As if the play weren’t epic enough, Winston immediately found the FOX camera in the back of the end zone and strutted towards it.
Then, in unison, Thomas and running back Tyrone Tracy Jr. joined Winston strutting towards the camera. And they all pretended to throw dice right into the living room of every fan watching across the country with huge smiles on their faces.
Tracy hadn’t even been on the field for the play. He had sprinted off the sideline directly into the middle of a fantastic moment and celebration.
The entire Giants bench was running down the sideline. The Lions’ Barnes remained on the turf with his head down, dejected.
The vibes were sky high. It will undoubtedly be a candidate to become the NFL’s Play of the Year.
It’s just a crime the Giants couldn’t make it stand as the signature moment of a victory.

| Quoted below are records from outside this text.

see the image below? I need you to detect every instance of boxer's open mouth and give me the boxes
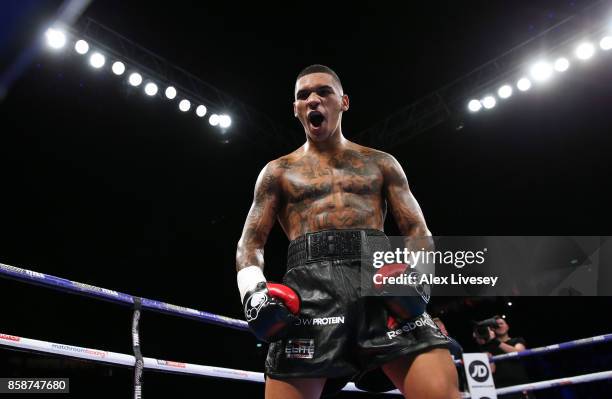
[307,111,325,127]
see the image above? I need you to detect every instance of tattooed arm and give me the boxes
[377,153,433,320]
[236,161,282,272]
[380,153,433,252]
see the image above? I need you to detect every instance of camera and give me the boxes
[473,317,499,341]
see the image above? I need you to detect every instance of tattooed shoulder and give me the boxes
[357,146,405,184]
[359,146,391,162]
[254,159,286,200]
[276,156,292,170]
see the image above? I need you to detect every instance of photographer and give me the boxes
[473,316,534,399]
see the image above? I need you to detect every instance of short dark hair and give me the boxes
[295,64,343,93]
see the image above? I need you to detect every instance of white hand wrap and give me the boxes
[237,265,266,302]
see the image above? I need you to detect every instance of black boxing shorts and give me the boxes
[265,229,449,396]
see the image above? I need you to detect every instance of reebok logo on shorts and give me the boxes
[386,314,437,340]
[285,339,315,359]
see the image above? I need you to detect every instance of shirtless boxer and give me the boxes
[236,64,459,399]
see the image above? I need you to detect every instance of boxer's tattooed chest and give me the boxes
[278,150,386,237]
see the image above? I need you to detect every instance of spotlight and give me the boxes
[45,28,66,49]
[89,52,106,69]
[467,99,481,112]
[129,72,142,87]
[530,61,553,82]
[165,86,177,100]
[481,96,496,109]
[498,85,513,99]
[196,105,207,117]
[74,39,89,55]
[144,82,158,96]
[575,42,595,60]
[112,61,125,75]
[179,99,191,112]
[219,114,232,128]
[600,36,612,51]
[554,57,570,72]
[507,302,513,306]
[517,77,532,91]
[209,114,220,126]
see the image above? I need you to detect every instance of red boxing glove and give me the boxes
[373,263,429,321]
[243,281,301,342]
[267,283,300,314]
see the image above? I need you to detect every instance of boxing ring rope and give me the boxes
[2,331,611,398]
[451,334,612,365]
[490,334,612,363]
[495,371,612,396]
[0,263,248,331]
[457,370,612,398]
[0,332,264,382]
[1,262,611,397]
[0,331,388,394]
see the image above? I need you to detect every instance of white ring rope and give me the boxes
[0,332,400,395]
[3,332,611,397]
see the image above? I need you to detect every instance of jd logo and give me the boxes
[468,360,490,383]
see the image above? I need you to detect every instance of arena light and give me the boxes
[89,52,106,69]
[530,61,553,82]
[467,99,481,113]
[554,57,570,72]
[196,105,207,117]
[179,99,191,112]
[209,114,220,126]
[128,72,142,87]
[498,85,513,99]
[144,82,158,96]
[507,302,513,307]
[219,114,232,128]
[45,28,66,49]
[600,36,612,51]
[517,77,532,92]
[112,61,125,75]
[481,95,496,110]
[165,86,177,100]
[575,42,595,60]
[74,39,89,55]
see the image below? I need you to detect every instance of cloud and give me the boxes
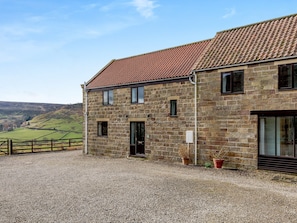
[130,0,159,18]
[223,8,236,19]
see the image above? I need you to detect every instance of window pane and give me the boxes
[103,91,108,105]
[259,117,276,156]
[131,88,137,103]
[98,122,102,136]
[294,64,297,88]
[130,123,135,144]
[277,117,294,157]
[222,73,231,93]
[98,122,108,136]
[232,71,244,92]
[108,90,113,105]
[102,122,108,136]
[138,87,144,103]
[170,100,177,116]
[279,65,292,88]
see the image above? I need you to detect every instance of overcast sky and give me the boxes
[1,0,297,104]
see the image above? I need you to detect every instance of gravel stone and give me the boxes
[0,150,297,223]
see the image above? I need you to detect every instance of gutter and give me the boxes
[86,76,189,91]
[83,82,88,154]
[194,55,297,72]
[189,71,198,165]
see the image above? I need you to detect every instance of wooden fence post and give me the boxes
[8,139,12,155]
[51,140,53,151]
[31,140,34,153]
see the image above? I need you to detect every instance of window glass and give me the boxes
[170,100,177,116]
[277,117,294,157]
[279,64,292,89]
[131,87,144,104]
[294,64,297,88]
[98,122,108,136]
[259,117,276,156]
[103,91,108,105]
[232,71,244,92]
[131,88,137,103]
[108,90,113,105]
[222,73,231,93]
[138,87,144,103]
[222,70,244,94]
[259,116,297,157]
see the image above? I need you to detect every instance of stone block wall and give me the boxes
[84,80,196,162]
[198,60,297,169]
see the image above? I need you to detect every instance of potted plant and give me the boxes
[178,145,190,165]
[210,147,228,169]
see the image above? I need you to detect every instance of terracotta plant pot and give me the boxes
[213,158,224,168]
[182,158,190,165]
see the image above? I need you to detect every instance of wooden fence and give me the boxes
[0,138,82,155]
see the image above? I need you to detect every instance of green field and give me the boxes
[0,106,83,141]
[0,128,82,140]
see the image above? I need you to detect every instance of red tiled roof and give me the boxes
[194,14,297,70]
[87,40,210,89]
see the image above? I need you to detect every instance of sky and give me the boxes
[1,0,297,104]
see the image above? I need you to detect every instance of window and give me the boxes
[170,100,177,116]
[131,86,144,104]
[278,63,297,89]
[221,70,244,94]
[97,121,108,136]
[103,90,113,105]
[259,116,297,157]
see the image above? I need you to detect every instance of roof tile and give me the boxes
[194,14,297,70]
[87,40,210,89]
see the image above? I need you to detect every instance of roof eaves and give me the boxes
[86,76,189,91]
[194,55,297,72]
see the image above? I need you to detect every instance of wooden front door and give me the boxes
[130,122,145,155]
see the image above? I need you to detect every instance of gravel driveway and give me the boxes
[0,150,297,223]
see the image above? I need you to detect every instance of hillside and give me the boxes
[0,103,83,140]
[0,101,65,131]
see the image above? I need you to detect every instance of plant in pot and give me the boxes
[210,147,228,169]
[178,145,190,165]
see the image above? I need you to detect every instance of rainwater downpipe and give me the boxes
[189,71,198,165]
[84,82,88,154]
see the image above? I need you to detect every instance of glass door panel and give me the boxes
[277,117,294,157]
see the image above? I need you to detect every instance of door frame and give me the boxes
[130,122,145,156]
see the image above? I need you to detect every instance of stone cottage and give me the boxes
[194,14,297,173]
[83,40,210,162]
[83,13,297,173]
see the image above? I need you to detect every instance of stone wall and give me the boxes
[84,80,196,162]
[197,60,297,169]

“It sucks we didn’t win,” Olszewski said. “That’d be an even cooler play. But yeah.”
The vibes are definitely high on the offensive side for us, so.
NO MORE KICKS
The Giants terminated the practice squad contract of Irish kicker Jude McAtamney and signed German tight end Maximilian Mang to an international practice squad contract in his place. McAtamney, 25, missed two extra points in the Giants’ catastrophic Oct. 7 collapse in Denver, a 33-32 loss to the Broncos that the Giants had led 19-0 with 2:41 remaining in the third quarter and 26-8 with 10:14 to play in the fourth. Joe Schoen’s mismanagement of the kicker position has been one example of his inability to field a winning roster.